Notifications You must be signed in to change notification settings

pihash2k/SoIR

Repository files navigation

SoIR - Small Object Image Retrieval with MaO

A novel instance retrieval system with Multi-object Attention Optimization (MaO) for retrieving small objects in cluttered scenes.
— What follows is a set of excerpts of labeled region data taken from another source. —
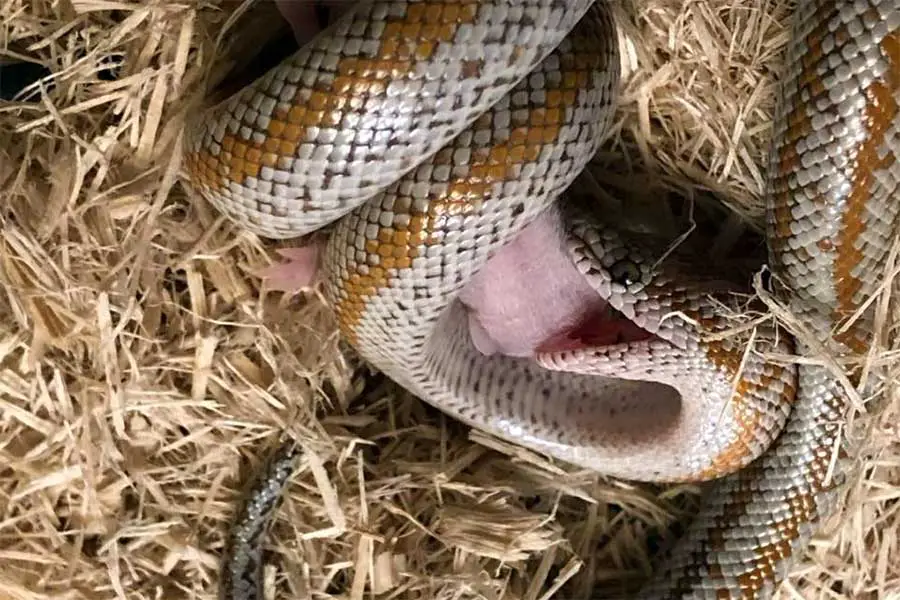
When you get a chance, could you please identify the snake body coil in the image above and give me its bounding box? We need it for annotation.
[186,0,900,600]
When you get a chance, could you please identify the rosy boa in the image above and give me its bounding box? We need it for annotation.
[186,0,900,600]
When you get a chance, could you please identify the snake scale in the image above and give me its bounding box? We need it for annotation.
[184,0,900,600]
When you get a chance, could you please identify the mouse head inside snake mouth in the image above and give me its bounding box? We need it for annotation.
[535,199,756,379]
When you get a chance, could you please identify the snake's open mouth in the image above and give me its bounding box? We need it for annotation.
[460,210,654,357]
[535,303,655,354]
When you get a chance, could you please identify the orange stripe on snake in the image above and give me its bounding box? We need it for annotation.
[335,28,601,343]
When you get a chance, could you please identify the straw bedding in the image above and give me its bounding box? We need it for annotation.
[0,0,900,600]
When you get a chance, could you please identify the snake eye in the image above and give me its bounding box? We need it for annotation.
[609,259,641,286]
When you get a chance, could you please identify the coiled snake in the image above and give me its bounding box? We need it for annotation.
[185,0,900,600]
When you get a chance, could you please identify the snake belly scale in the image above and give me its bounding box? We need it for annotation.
[185,0,900,600]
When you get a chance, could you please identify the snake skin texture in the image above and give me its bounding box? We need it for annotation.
[185,0,900,600]
[219,442,300,600]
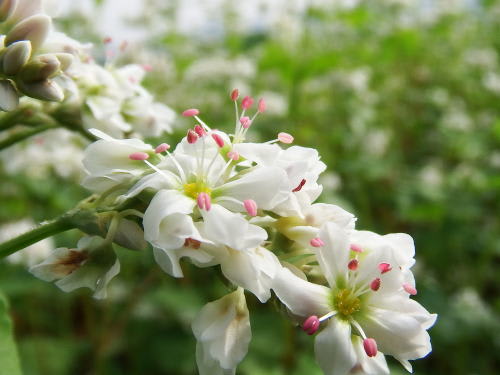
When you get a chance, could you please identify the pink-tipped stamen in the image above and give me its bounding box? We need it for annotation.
[370,277,381,292]
[227,151,240,161]
[155,143,170,154]
[257,99,266,113]
[212,133,224,148]
[347,259,359,271]
[194,125,207,138]
[378,263,392,274]
[302,315,321,335]
[243,199,257,217]
[231,89,240,102]
[363,337,378,357]
[309,237,325,247]
[182,108,200,117]
[187,129,198,145]
[196,193,212,211]
[403,283,417,296]
[351,243,363,253]
[240,116,252,129]
[292,178,306,193]
[241,96,253,110]
[278,132,293,145]
[128,152,149,160]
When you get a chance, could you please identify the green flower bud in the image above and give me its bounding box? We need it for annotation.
[5,14,52,50]
[19,54,61,83]
[0,0,17,22]
[0,80,19,112]
[17,79,64,102]
[2,40,31,76]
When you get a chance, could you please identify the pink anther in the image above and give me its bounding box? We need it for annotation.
[243,199,257,216]
[378,263,392,273]
[128,152,149,160]
[370,277,380,292]
[351,243,363,253]
[363,338,378,357]
[196,193,212,211]
[347,259,359,271]
[194,125,207,138]
[227,150,240,161]
[309,237,325,247]
[240,116,252,129]
[212,133,224,148]
[278,132,293,145]
[231,89,240,102]
[302,315,321,335]
[155,143,170,154]
[403,283,417,296]
[257,99,266,113]
[182,108,200,117]
[241,96,253,109]
[187,129,198,144]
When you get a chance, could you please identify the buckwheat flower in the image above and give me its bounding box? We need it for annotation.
[30,236,120,299]
[273,223,436,375]
[192,288,252,375]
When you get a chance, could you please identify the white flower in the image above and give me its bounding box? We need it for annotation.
[30,236,120,299]
[273,223,436,375]
[192,288,252,375]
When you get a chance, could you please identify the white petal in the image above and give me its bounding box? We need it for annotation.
[273,268,331,318]
[314,318,356,375]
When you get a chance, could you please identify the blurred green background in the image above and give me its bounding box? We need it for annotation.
[0,0,500,375]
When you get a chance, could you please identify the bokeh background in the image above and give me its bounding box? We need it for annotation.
[0,0,500,375]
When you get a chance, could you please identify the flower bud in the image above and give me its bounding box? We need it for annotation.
[0,80,19,112]
[5,14,52,50]
[0,0,17,22]
[19,54,61,83]
[2,40,31,76]
[18,79,64,102]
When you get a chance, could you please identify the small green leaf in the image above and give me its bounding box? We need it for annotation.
[0,293,21,375]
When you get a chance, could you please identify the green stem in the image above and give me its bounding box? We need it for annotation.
[0,216,75,259]
[0,124,57,151]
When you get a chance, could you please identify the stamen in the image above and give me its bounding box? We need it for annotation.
[278,132,293,145]
[257,99,266,113]
[302,315,321,335]
[351,243,363,253]
[182,108,200,117]
[194,125,207,138]
[241,96,253,110]
[227,151,240,161]
[403,283,417,296]
[187,129,198,144]
[212,133,224,148]
[370,277,380,292]
[240,116,252,129]
[243,199,257,217]
[309,237,325,247]
[378,263,392,274]
[292,178,306,193]
[196,192,212,211]
[128,152,149,160]
[347,259,359,271]
[363,338,378,357]
[155,143,170,154]
[231,89,240,102]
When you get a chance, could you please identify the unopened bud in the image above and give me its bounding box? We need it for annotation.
[18,79,64,102]
[5,14,52,50]
[19,54,61,83]
[2,40,31,76]
[0,80,19,112]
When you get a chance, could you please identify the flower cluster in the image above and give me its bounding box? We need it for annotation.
[32,90,436,375]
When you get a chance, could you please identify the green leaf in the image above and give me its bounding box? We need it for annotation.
[0,293,21,375]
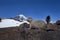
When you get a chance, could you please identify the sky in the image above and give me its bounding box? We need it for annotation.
[0,0,60,21]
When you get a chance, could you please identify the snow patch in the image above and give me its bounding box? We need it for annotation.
[0,19,29,28]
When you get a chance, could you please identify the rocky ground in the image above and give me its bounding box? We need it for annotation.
[0,27,60,40]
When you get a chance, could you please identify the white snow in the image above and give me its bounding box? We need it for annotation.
[18,14,27,21]
[0,19,29,28]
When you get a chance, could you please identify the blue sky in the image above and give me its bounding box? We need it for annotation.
[0,0,60,21]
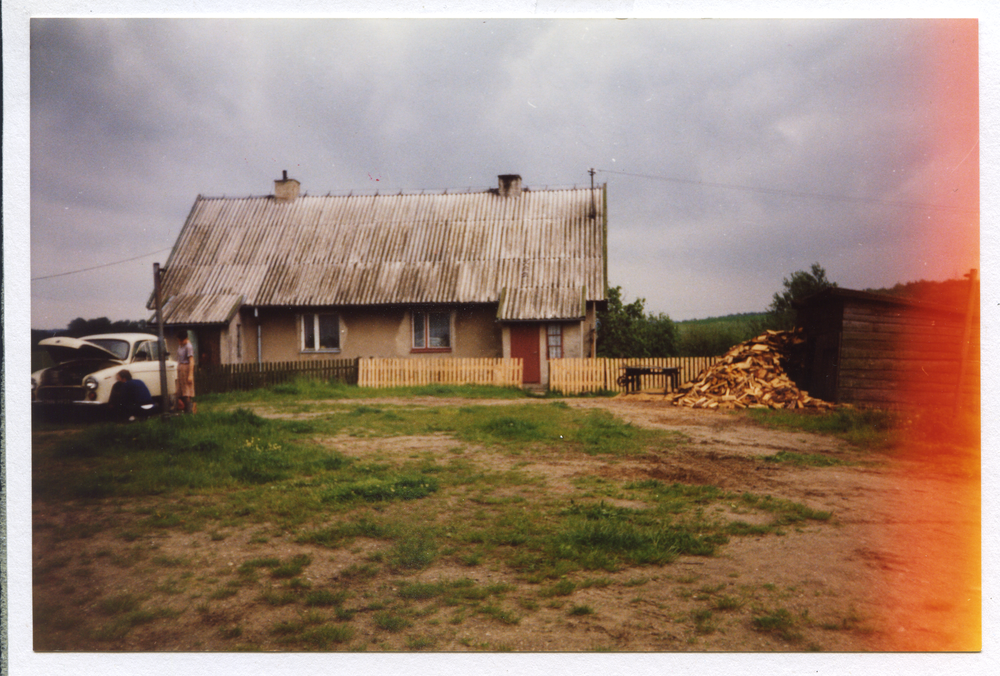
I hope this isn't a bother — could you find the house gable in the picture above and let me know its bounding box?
[156,175,606,324]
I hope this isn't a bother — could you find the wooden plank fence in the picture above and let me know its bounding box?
[549,357,719,394]
[195,359,358,394]
[195,357,718,394]
[358,358,524,387]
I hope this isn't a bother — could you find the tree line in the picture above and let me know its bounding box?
[597,263,837,358]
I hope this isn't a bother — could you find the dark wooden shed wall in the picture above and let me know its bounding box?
[798,289,979,407]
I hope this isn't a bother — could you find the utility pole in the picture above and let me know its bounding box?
[153,263,170,420]
[952,268,979,416]
[587,167,597,218]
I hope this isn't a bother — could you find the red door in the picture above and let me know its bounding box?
[510,324,542,383]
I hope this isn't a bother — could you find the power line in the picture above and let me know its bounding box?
[597,169,979,214]
[31,246,171,282]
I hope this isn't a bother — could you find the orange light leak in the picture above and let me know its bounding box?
[872,20,982,651]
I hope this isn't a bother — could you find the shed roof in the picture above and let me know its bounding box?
[154,186,606,324]
[792,286,965,314]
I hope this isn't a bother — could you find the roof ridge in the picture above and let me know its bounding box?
[197,184,604,200]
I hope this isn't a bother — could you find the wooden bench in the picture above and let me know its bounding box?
[618,366,681,394]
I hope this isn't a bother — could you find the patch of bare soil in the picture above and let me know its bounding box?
[34,398,981,651]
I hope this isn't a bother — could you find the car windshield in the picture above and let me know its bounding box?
[85,338,129,361]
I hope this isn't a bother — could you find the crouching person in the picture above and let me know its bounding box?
[108,369,156,420]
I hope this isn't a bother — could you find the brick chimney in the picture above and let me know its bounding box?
[274,170,299,202]
[497,174,521,197]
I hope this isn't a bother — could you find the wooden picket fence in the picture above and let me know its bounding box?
[195,359,358,394]
[549,357,719,394]
[358,358,524,387]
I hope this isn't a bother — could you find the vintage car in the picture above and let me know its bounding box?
[31,333,177,409]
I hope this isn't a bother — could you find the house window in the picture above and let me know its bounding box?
[302,314,340,352]
[413,312,451,350]
[545,324,562,359]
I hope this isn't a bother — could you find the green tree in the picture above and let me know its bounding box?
[597,286,677,358]
[765,263,837,330]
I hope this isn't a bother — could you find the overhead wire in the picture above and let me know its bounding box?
[597,169,979,214]
[31,246,172,282]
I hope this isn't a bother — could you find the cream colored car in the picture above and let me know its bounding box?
[31,333,177,408]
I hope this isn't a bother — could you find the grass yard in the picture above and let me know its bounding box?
[33,383,976,651]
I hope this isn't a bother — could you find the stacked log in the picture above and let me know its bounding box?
[666,331,835,409]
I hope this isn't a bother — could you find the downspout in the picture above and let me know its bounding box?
[253,308,261,364]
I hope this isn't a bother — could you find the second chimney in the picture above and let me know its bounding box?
[274,170,299,202]
[497,174,521,197]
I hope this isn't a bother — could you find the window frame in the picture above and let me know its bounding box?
[545,324,566,359]
[299,312,341,354]
[410,310,454,354]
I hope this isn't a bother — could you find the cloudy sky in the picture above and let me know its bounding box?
[30,11,979,328]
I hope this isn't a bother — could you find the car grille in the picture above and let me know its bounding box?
[38,387,87,401]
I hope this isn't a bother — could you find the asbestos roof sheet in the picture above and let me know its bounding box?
[152,187,606,323]
[154,294,243,324]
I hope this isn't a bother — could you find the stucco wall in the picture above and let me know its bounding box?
[229,305,503,362]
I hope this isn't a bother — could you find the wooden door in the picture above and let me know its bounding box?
[510,324,542,383]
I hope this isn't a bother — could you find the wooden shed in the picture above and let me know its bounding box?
[796,283,979,408]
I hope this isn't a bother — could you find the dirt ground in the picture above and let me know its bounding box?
[33,397,981,652]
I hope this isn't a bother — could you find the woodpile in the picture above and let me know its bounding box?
[666,331,836,409]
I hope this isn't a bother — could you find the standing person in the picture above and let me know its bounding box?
[177,331,197,413]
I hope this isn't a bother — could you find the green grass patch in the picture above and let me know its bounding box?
[372,610,413,632]
[751,608,800,641]
[304,589,347,608]
[744,408,900,450]
[34,409,346,498]
[321,475,439,502]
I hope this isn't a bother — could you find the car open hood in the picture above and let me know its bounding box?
[38,336,122,364]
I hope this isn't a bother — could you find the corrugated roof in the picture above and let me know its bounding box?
[152,188,605,323]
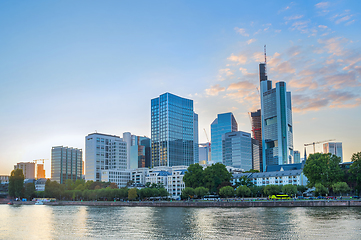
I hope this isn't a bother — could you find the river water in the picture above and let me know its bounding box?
[0,205,361,239]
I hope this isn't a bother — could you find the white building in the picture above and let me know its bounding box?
[85,133,128,181]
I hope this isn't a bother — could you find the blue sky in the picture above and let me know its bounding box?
[0,1,361,174]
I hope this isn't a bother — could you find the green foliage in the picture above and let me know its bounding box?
[303,153,344,188]
[8,169,24,198]
[282,184,297,196]
[194,187,209,198]
[203,163,232,193]
[183,163,203,188]
[315,183,328,196]
[128,188,138,200]
[263,184,281,196]
[181,187,194,199]
[332,182,351,195]
[219,186,235,198]
[236,185,251,198]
Supports DINOv2, SigLIP, and CLIP vision foundation models.

📦 Datasets

All datasets used in this work can be obtained from: https://github.com/pihash2k/VoxDet-SoIR/tree/master

This includes:

  • VoxDet - Our primary benchmark (most challenging)
  • INSTRE-XS - Small objects subset
  • INSTRE-XXS - Very small objects subset
  • PerMiR - Multi-instance retrieval dataset

Overview

This repository implements MaO (Multi-object Attention Optimization) for Small Object Image Retrieval:

  1. Dataset Preparation: Process datasets with OWLv2 detection + SAM segmentation
  • ⚠️ OPTIONAL if you already have pre-computed detections and masks
  • ⚠️ MANDATORY if you only have raw images (requires segment-anything package)
  1. Stage A - Multi-Object Fine-tuning: Train visual encoders on multiple objects per image
  2. Stage B - Attention Optimization: Refine representations using attention-based mask alignment
  3. Index Creation: Build FAISS indices for efficient similarity search
  4. Retrieval & Evaluation: Search and compute mAP, Recall@K metrics

MaO Method

Multi-object Attention Optimization (MaO) addresses the challenge of retrieving images containing very small objects (as small as 0.5% of image area) in highly cluttered scenes through a two-stage approach:

  • Stage A - Multi-Object Fine-tuning: Objects are detected, cropped and encoded separately. Contrastive learning aligns the average object-wise representation with query objects using InfoNCE loss.
  • Stage B - Attention Optimization: Post-training refinement optimizes a single global descriptor by aligning explainability maps (via LeGrad) of object crops with their corresponding masks.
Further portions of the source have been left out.